More than 57 million households across the United States have bird feeders in their backyards, and Americans spend more than $4 billion on bird food each year. Researchers at Virginia Tech set out to investigate how the act of feeding birds may influence people, and found that these individuals have a significant impact on conservation.
Study co-author Ashley Dayer is an assistant professor in the Department of Fish and Wildlife Conservation in the College of Natural Resources and Environment at Virginia Tech.
“Given that so many people are so invested in attracting birds to their backyard, we were interested in what natural changes they observe at their feeders beyond simply more birds,” said Professor Dayer. “In particular, we wanted to know how they respond to their observations. For example, how do they feel if they see sick birds at their feeders, and what actions do they take to address these observations?”
In collaboration with researchers at the University of Georgia, the team analyzed how people respond to natural events at their feeders. The team used data that was collected in a survey of over 1,000 people participating in Project FeederWatch, a program that involves more than 25,000 individuals who observe and document backyard birds.
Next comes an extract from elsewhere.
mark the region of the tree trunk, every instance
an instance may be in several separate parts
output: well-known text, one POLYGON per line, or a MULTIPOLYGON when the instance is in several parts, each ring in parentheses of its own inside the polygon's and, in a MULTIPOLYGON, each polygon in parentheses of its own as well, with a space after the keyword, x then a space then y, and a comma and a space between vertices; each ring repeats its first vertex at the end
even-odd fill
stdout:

The analysis revealed that, as a result of feeding, most people noticed natural changes in their backyards such an increase in the number of birds at their feeders. The bird watchers also reported the presence of cats, hawks, or sick birds near the feeders.
“More and more, we see that humans are interacting less with nature and that more of our wildlife are being restricted to areas where there are humans around. Looking at how humans react to and manage wildlife in their own backyards is very important for the future of wildlife conservation and for understanding human well-being as the opportunities for people to interact with wildlife become more restricted to backyard settings,” said Professor Dana Hawley.
Study co-author David Bonter is the director of Citizen Science at the Cornell Lab of Ornithology, which is the lab that manages Project FeederWatch.
“From my 17 years working with people who feed birds as part of citizen science projects, I’ve heard a great deal about their impactful observations at their feeders,” said Bonter. “This study provides important information about the breadth and pattern of these experiences through responses of over 1,000 participants. The findings will help us at Project Feederwatch improve how we work with bird watchers toward our shared goal of bird conservation.”
The researchers were surprised to find that people prioritized natural factors, such as cold weather, more than time and money, when deciding how much to feed birds.
“Feeding wild birds is a deceptively commonplace activity. Yet, it is one of the most intimate, private, and potentially profound forms of human interaction with nature,” said Professor Darryl Jones, who was not involved in the study. “This perceptive study uncovers some of the remarkable depth associated with bird feeding and discerns that people who feed birds are alert to a wide range of additional natural phenomena.”
The research is published in the journal People and Nature.